The Oakland Raiders Should Keep Bill Musgrave

Bill Musgrave, the offensive coordinator of the Oakland Raiders, is a controversial figure. Despite having the Oakland Raiders in the top ten of every offensive category, the Raider Nation is not fond of him. They claim he’s too conservative, and he’s holding Derek Carr and the Raiders offense back. Are they right? With his contract expiring, should the Raiders re-sign Bill Musgrave?

The Oakland Raiders Should Keep Bill Musgrave

Conservative

Is Musgrave too conservative? Some claimed that his play-calling was too conservative, that he would almost always run on first down, usually for no yards. This isn’t completely unfounded. After all, the Raiders ran the ball on 45% of their first downs. And of those attempts, the Raiders averaged only four yards per carry.

That’s ridiculous, right? Why should the Raiders rush on so many first downs? Well actually, you’d be surprised to find out that this isn’t that uncommon. In fact, the New England Patriots actually rushed on 54% of their first downs! And of those downs, they averaged fewer yards per carry. Yes that’s correct, the Patriots rushed more for fewer yards per carry on first down than the Raiders did.

And on second down? Same game. The Raiders ran on 44% of second downs for an average of five yards a carry. Meanwhile, the Patriots also rushed on 44% of second downs, for only four yards per carry. In fact, across the board, the play-calling for the Patriots and Raiders is pretty similar. The difference has been execution, and considering that the Raiders out-rushed the Patriots by about 50 yards, it’s not on Musgrave.

The Playoff Game

Everyone buried Bill Musgrave for how he called plays in Oakland’s Wild Card loss to the Houston Texans. Frankly, that’s absurd. When you think of the circumstances Musgrave was forced into, it’s just ridiculous. Consider the reality that he had to coach a rookie third-string quarterback in his first start, behind a beat up offensive line, against the league’s number one defense, on the road, in the playoffs. That’s ridiculous.

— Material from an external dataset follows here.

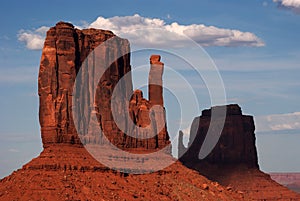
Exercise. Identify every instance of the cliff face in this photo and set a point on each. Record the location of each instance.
(236, 144)
(65, 51)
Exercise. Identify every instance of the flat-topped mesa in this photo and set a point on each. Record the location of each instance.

Musgrave couldn’t get the run game going because Houston was flooding the box and Donald Penn was out, and when Connor Cook did pass it deep, it was a disaster. Carr took most of the first team snaps all year, and whatever he didn’t get, the injured trainwreck Matt McGloin did. No coach should ever have to try and fix that, and it certainly shouldn’t be held against him.

History

Just Win, Baby. It’s a catchphrase, it’s a motto, it’s a way of life for the Raider Nation. Of course, it’s also a bit of an annoyance. See, the Raider Nation not only wants to just win, they want to just win now, by a lot. They want Madden, and not John. So when an offensive coordinator isn’t calling plays by the seat of his pants, the fans get worried, and they have good reason.

For the longest time, the Raiders were a joke. They couldn’t move the ball, and it seemed like their biggest plays came on fluke home runs. 93-yard runs by Terrelle Pryor or freak returns from Johnnie Lee Higgins. Between 2005 and 2015, the Raiders didn’t manage a single 1,000 yard receiving season, and even with garbage time in 2012, Carson Palmer‘s numbers were unimpressive.

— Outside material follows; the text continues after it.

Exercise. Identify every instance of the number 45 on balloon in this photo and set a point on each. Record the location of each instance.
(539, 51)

The Raider Nation pines for offensive genius Hue Jackson, because they believe he could do more with this offense. It wouldn’t be fair to compare the Raiders to the 1-15 Cleveland Browns, so the easiest thing to do is to put them side-by-side with Jackson’s 2011 Raiders squad.

Time Travel

Believe it or not, the 2011 Raiders averaged more yards per game. That’s not a joke. Back in 2011, they averaged six more yards per game than their 2016 counterparts. Of course, you could easily say they would’ve covered that if Carr had played in Week 17, but that’s not how this works.

They averaged six more yards, but the 2016 version dominates every other category. In 2016, the Raiders scored more points, committed fewer turnovers, and had significantly better time of possession. The 2016 Raiders had 100 fewer yards on offense.

The Honest Truth

At the end of the day, the honest truth is that firing your offensive coordinator because he’s not perfect is asinine. If the offense was struggling, like it did under Greg Olson, that would be one thing. But just because the Raiders aren’t scoring as often as they do when someone plays as them on Madden 17, that’s not good reason to fire a very successful coach. This is the best the Raiders have been in decades, and it’s certainly not because of their defense.

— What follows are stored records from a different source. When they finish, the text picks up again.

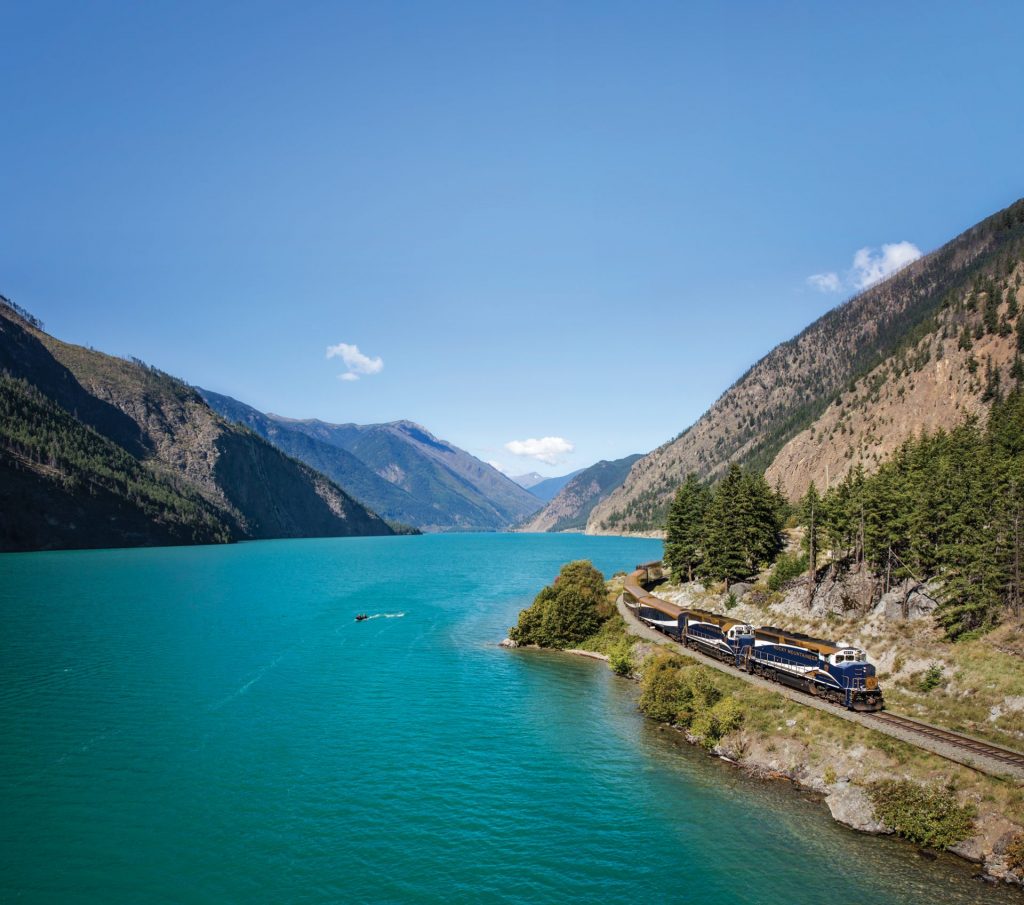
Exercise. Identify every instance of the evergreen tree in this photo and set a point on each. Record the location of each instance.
(742, 526)
(684, 530)
(724, 533)
(810, 516)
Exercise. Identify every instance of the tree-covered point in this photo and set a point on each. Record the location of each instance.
(725, 533)
(565, 612)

By changing coordinators, you completely change the style and language of the offense. Changing the offense sets the whole team back a couple of years. Considering that the Raiders are a young, dangerous team, you don’t want to waste any of their window. The Raiders could concievably win a Super Bowl in the next couple of years, and there’s no reason to mess with that.

The Raiders should absolutely re-sign Bill Musgrave. Don’t fix what isn’t broken, and let Musgrave be “conservative”. The Raiders have a franchise quarterback, two 1,000 yard receivers, a stable of capable backs and the league’s best offensive line. Even if Bill Musgrave isn’t the best offensive coordinator in football, he can still help this team win a Super Bowl.